Day 111 and our first night in a Hotel for a month! 90 days in the roof tent so far this trip and still very comfortable, but nothing beats a proper shower.
The front diff continued to drip oil and we have now had it welded 3 times in situ but still it drips. We have done 1200 miles since it first happened and amazingly lost very little oil, but we are likely to lose more at higher speeds on better roads and we cannot risk more rough roads for fear of making it worse. We managed to meet up with Yefgeni again yesterday (who has a land cruiser and helped us get the winch sorted) and he has arranged for us to take it to another garage in Biysk about 60 miles up the road.
We took a steady route out (if any route in Mongoila can be called 'steady') and bi-passed a mountain range that we originally wanted to cross. It still did not stop us very nearly coming to grief in our final river crossing. We knew that the next section was going to be tough as the computer map showed tracks everywhere and when we got there we found no track any stronger than the other. With only about 100 miles left in Mongolia we reached the exact spot on the map where the road was supposed to cross a river and we could see wheel tracks going into the river, but it was about 200 feet across so we could not be sure we could see tracks coming out the other side, but in we went. We reached a sand bank in the middle, but pausing was not possible as we started to sink, so on we went. The current was strongest here and suddenly the nose dipped down and the river came over the bonnet, surged up the windscreen, under the dash on the passenger side and in through my window which was half open. As the horror of getting stuck here dawned the cruiser rose up the bank on the other side and climbed out of the river and on we went.

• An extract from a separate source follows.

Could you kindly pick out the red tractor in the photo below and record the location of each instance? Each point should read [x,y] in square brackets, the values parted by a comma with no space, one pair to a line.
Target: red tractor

There were absolutely no tracks on the other side and we did at least half a mile cross country before we found the faintest track and gradually zig zagged across the multitude of tracks in the direction of the next pass until we found the proper road. It had cleaarly been re-routed from the route on the map and in the opposite direction we would have probably found the correct place to cross the river.
Passing through the border back into Russia took 4.5 hours, but with no problems and back into the beautiful Altai mountains which are at least the equal to anything we saw in Mongolia.
Our first night in Russia we camped next to a river. I was sorting my bike out ready for a ride the next day, dropped the back wheel off the roof and it simply bounded off in the direction of the river and jumped right in and off it went, spinning into the current and well out of reach, with me running down the bank after it. Fortunately there was a bend a couple of hundred meters down river and it snagged on some small trees groing out of the river, but still too far to reach even with the longest branch and whilst I considered a rope with something heavy on the end to try and hook it back Chris waded and retreived it (on the basis that she could swim and I can't and that she could not stand to hear me bemoaning the loss of the wheel for the next few weeks). It was however deeper than it looked and Chris was up to her armpits before she reached the wheel, so hero Chris saved the day. The ride the following day was one that I had seen on the way through 7 weeks before, fortunately it was a superb day and the ride was every bit as good as I had hoped - thanks to Chris.
After the garge in Biysk we will take a detour to Lake Teletskoe for a few days and then head to Omsk and dependant on the sucees of the work on the diff will determine whether we continue our route into Kazakhstan or try and limp back through Russia, but time will tell.